Hotline TNT, “Raspberry Moon”

Will Anderson’s debut with a full band exhibits his fondness for crunchy shoegaze while incorporating a stripped-down, folk-referencing sound tinged with melancholic guitar.
Reviews

Hotline TNT, Raspberry Moon

Will Anderson’s debut with a full band exhibits his fondness for crunchy shoegaze while incorporating a stripped-down, folk-referencing sound tinged with melancholic guitar.

Words: Juan Gutierrez

June 20, 2025

Hotline TNT
Raspberry Moon
THIRD MAN

The brainchild of Will Anderson, Hotline TNT gained traction with his 2023 sophomore release Cartwheel, which earned him spots at major music festivals over the past two years as well as opening slots for Hippo Campus and Fleshwater on recent tours. Anderson’s penchant for catchy melodies, suspended chords, and shoegaze-influenced guitar effects became a winning combination, which was enhanced by the addition of touring members August Beetschen, Olivia Garner, Mike Ralston, and The Berries’ Matt Berry, who joined him on tour and ended up staying onboard to contribute to Hotline TNT’s latest record, Raspberry Moon. 

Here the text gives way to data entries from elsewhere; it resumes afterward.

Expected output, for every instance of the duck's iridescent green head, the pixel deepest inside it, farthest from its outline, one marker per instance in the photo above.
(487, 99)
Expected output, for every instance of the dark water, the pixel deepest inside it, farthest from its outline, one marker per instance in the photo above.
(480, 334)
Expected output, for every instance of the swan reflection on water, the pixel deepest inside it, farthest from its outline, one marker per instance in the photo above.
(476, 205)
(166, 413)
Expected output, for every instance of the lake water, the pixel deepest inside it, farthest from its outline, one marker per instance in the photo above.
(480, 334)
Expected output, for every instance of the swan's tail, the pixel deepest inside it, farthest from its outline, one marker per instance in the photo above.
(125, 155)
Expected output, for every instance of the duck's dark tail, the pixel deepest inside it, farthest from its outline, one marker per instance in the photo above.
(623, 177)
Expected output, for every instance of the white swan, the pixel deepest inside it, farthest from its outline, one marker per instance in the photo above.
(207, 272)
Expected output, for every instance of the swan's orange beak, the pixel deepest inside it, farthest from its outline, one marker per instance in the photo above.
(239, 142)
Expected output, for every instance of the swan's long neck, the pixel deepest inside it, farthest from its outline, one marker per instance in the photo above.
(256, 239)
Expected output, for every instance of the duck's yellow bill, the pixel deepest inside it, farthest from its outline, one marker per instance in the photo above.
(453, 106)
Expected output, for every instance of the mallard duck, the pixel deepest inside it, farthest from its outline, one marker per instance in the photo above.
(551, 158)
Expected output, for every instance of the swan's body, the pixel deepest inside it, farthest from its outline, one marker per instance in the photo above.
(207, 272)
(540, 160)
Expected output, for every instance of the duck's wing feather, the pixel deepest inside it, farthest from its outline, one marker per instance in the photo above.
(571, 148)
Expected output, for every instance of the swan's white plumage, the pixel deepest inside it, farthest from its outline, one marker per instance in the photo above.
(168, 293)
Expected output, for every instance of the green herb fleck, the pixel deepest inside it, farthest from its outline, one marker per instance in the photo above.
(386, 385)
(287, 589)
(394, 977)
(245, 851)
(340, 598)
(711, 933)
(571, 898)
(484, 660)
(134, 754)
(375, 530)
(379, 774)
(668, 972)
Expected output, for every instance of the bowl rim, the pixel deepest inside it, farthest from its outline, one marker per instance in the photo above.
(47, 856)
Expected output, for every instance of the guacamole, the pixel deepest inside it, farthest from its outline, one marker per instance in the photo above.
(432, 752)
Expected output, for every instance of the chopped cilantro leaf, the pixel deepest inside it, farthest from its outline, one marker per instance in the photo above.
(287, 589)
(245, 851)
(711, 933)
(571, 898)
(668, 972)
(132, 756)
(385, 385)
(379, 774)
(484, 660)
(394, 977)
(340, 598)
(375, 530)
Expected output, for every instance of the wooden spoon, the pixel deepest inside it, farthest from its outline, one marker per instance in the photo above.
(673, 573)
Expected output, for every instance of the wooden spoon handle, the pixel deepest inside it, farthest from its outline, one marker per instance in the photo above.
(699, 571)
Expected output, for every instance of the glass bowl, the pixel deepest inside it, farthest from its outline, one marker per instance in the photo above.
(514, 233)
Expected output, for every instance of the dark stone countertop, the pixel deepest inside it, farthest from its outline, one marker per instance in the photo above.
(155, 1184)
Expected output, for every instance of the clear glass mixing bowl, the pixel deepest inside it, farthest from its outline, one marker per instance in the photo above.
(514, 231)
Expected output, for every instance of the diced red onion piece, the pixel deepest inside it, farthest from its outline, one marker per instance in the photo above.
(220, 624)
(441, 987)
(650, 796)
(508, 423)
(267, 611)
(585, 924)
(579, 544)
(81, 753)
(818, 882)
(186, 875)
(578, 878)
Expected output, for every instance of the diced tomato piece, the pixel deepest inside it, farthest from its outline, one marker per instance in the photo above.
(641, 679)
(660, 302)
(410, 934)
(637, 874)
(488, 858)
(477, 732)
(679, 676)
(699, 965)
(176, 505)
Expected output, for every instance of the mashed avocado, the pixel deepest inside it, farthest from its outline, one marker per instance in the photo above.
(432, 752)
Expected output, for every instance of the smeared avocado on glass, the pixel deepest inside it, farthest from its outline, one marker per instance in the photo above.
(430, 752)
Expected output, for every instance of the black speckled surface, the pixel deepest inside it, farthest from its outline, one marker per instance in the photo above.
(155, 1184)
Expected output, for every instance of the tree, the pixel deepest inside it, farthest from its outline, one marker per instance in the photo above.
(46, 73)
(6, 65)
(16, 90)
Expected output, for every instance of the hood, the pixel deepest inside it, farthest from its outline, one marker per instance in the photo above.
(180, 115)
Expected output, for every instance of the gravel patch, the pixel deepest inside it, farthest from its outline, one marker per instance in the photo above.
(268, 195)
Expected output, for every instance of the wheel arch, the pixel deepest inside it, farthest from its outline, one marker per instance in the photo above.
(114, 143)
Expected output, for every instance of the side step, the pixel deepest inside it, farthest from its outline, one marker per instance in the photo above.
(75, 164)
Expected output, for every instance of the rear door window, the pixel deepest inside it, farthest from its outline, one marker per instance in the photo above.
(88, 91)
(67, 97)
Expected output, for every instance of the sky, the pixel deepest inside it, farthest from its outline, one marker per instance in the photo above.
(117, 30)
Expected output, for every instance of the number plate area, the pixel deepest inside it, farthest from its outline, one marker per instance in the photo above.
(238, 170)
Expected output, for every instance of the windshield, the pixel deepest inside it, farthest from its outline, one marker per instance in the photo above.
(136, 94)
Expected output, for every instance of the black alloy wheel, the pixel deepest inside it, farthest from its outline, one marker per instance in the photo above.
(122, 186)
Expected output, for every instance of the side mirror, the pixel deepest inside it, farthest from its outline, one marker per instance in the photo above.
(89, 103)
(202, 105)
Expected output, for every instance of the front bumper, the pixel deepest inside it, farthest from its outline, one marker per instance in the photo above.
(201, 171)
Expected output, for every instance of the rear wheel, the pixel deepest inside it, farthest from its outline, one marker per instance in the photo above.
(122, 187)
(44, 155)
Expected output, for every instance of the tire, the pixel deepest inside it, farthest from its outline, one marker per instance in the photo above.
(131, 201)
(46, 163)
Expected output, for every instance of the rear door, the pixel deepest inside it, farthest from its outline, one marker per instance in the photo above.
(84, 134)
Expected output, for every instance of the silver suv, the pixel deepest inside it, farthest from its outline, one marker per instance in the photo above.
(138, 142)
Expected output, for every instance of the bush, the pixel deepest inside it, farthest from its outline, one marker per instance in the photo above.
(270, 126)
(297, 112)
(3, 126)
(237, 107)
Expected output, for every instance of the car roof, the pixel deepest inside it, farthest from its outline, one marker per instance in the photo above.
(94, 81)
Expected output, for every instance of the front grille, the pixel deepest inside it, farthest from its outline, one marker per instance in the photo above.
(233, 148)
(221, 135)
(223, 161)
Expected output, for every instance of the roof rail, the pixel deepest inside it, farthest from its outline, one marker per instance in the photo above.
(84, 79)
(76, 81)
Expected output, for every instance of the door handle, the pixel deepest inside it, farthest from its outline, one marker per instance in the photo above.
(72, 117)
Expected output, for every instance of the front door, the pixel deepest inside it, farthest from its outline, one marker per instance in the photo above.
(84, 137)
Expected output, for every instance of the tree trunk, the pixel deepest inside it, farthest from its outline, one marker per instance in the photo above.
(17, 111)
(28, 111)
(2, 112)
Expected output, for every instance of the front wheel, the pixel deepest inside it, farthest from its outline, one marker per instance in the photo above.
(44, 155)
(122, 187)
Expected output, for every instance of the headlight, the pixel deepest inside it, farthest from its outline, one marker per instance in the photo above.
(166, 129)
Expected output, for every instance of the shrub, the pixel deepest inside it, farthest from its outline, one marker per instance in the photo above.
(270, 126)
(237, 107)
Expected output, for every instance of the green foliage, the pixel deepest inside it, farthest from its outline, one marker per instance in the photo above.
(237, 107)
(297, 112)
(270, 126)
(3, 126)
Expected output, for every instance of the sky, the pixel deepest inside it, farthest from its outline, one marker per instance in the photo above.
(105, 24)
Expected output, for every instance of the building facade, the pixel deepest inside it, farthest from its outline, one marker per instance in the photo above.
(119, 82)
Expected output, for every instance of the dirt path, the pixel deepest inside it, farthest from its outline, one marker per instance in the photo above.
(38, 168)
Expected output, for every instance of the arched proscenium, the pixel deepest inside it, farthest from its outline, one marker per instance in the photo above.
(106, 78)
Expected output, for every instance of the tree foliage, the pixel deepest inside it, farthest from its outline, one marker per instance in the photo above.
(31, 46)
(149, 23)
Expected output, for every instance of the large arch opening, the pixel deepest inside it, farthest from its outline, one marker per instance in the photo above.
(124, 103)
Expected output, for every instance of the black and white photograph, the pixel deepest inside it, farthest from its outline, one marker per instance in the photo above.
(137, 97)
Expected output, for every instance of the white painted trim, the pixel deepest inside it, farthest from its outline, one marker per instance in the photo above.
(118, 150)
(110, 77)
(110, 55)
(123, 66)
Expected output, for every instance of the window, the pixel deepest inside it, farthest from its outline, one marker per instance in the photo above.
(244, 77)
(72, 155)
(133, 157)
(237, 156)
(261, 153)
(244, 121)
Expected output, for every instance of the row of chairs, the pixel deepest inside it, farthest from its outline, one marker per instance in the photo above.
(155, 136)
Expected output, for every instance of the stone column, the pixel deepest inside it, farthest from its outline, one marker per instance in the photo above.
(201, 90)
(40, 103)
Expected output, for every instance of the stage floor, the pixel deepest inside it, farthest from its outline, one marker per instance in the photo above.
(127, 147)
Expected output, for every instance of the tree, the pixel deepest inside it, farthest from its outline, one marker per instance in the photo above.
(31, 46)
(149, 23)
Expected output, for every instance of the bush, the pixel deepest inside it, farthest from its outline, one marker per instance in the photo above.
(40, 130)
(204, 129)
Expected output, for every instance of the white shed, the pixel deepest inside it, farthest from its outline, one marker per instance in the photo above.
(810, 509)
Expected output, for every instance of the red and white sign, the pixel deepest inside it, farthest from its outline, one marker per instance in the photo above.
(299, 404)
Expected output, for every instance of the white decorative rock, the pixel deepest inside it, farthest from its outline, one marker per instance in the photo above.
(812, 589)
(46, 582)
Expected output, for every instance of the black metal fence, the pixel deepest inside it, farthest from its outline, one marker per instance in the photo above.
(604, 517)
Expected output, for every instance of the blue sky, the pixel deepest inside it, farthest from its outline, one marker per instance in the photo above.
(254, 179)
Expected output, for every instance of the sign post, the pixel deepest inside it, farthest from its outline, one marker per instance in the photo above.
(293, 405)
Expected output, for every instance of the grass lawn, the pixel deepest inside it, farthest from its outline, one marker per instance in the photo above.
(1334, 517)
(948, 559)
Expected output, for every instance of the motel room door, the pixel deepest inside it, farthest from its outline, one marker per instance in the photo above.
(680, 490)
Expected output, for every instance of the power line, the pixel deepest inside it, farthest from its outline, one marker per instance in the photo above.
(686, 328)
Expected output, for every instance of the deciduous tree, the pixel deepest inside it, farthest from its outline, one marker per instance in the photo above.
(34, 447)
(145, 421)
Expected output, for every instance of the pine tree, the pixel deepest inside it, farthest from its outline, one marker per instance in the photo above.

Their debut as a full band pulls back on the noise-rock guitar of Cartwheel and replaces it with a stripped-down, folk-referencing sound tinged with melancholic guitar reminiscent of Wednesday, MJ Lenderman, and Alex G. Yet Anderson’s fondness for crunchy, shoegaze-styled riffs and experimentation largely sets him apart from those contemporaries—Raspberry Moon is predominantly neither drenched in reverb nor carefree jangle-rock. It’s an intriguing middle ground, a place where both genres coexist as one. 

Even though these sonically opposing genres do sometimes clash, for the most part they’re almost paradoxically harmonious here, despite the added dissonance and feedback the band employs. Beneath the coating that these two dominating genres create, you can also distinguish other influences on these songs, like the psych-rock synths on “Transition Lens” and the krautrock-esque rhythms on “Break Right.” Anderson and company subtly incorporate these disparate sounds together, tweaking them with the right amount of novelty without them sounding too jarring   

Raspberry Moon is an album that you can fade into—one track flows seamlessly into the next, like small pools connected by a river. The aforementioned synthesizer trip works much in this way, musically: “Transition Lens” smoothly drops you into the third track, “The Scene,” a song that was, funnily enough, the first track Anderson wrote for the record and therefore set the scene for Raspberry Moon. At the album’s midpoint, “Break Right” breaks from the shoegazy haze and plays with krautrock conventions—not typical backing for such saccharine lyrics, but this is what makes this album so interesting. Once you think you’ve figured them out, you’re thrown another curveball as to what the Hotline TNT project actually is.